Author | Ousmane Sembène |
---|---|
Original title | Les bouts de bois de Dieu |
Translator | Francis Price |
Cover artist | Fraser Taylor |
Country | Senegal, France |
Language | French |
Publisher | Le Livre Contemporain |
Publication date | 1960 |
Published in English | 1962 |
Pages | 248 |
ISBN | 0-435-90959-2 |
God's Bits of Wood is a 1960 novel by the Senegalese author Ousmane Sembène that concerns a railroad strike in colonial Senegal of the 1940s. It was written in French under the title Les bouts de bois de Dieu. The book deals with several ways that the Senegalese and Malians responded to colonialism. The book casts a critical regard towards accommodation, collaboration, and overall idealization of the French colonials. At the same time the story details the strikers who work against the mistreatment of the Senegalese people.[1] The novel was translated into English in 1962 and published by William Heinemann as God's Bits of Wood as part of their influential African Writers Series.
Plot summary
The action takes place in several locations—primarily in Bamako, Thiès, and Dakar. The map at the beginning shows the locations and suggests that the story is about a whole country and all of its people. There is a large cast of characters associated with each place. Some are featured players—Fa Keita, Tiemoko, Maimouna, Ramatoulaye, Penda, Deune, N'Deye, Dejean, and Bakayoko. The fundamental conflict is captured in two characters: Dejean, the French manager and colonialist, and Bakayoko, the soul and spirit of the strike. In another sense, however, the main characters of the novel are the people as a collective and the railroad itself.

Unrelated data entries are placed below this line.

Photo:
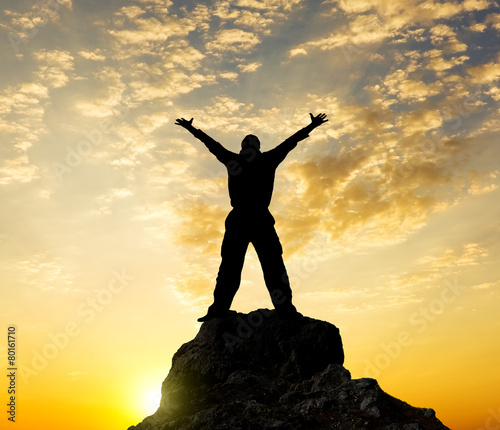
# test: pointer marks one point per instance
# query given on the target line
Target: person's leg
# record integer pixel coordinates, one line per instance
(233, 250)
(270, 253)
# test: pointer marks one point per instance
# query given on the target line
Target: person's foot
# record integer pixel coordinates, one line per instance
(211, 315)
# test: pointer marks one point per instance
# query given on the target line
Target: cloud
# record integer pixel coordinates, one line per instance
(95, 55)
(233, 40)
(485, 73)
(371, 21)
(251, 67)
(54, 67)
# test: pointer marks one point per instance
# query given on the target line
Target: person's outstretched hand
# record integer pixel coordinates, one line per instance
(318, 119)
(184, 122)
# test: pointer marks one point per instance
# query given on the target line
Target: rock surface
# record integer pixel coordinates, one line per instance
(256, 371)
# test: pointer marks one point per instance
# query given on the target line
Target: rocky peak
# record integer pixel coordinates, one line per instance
(257, 371)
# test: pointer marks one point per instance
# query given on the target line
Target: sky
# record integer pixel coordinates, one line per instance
(112, 217)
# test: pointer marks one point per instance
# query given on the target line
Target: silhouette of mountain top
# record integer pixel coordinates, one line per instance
(257, 371)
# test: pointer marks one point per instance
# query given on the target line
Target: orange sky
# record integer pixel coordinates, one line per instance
(113, 217)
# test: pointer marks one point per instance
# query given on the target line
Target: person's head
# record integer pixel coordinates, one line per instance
(250, 141)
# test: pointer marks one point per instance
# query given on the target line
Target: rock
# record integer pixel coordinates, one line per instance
(257, 371)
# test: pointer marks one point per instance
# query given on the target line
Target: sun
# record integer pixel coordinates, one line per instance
(151, 400)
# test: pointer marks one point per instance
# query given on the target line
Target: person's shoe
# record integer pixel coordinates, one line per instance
(211, 315)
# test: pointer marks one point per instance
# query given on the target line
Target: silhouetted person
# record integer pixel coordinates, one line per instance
(251, 180)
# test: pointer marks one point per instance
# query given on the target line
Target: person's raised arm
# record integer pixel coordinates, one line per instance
(282, 150)
(222, 154)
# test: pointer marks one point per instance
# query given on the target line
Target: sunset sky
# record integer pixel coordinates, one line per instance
(112, 216)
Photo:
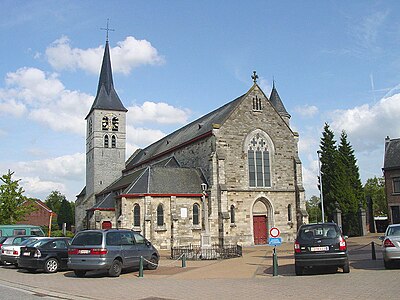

The strike causes an evolution in the self-perception of the strikers themselves, one that is most noticeable in the women of Bamako, Thiès, and Dakar. These women go from merely standing behind the men to walking alongside them and eventually marching ahead of them. When the men are able to work the factory jobs that the railroad provides them, the women are responsible for running the markets, preparing the food, and rearing the children. But the onset of the strike gives the role of bread-winner – or perhaps more precisely, bread scavenger – to the women. Eventually it is the women that march on foot for over four days from Thiès to Dakar. Many of the men originally oppose the women's march, but it is precisely this show of determination from the marching women, who the French had earlier dismissed as "concubines", that makes the strikers' relentlessness clear. The women's march causes the French to understand the nature of the willpower that they are facing, and shortly after the French agree to the demands of the strikers.
The book also highlights the oppression faced by women in the colonial era. They were deprived of their ability to speak on matters including society as a whole. Sembène, however, raises women to a higher spectrum by considering them equally important.
Historical significance
The book came out in 1960, the year that Senegal achieved independence. The theme of unity is significant for the building of the newly independent nation.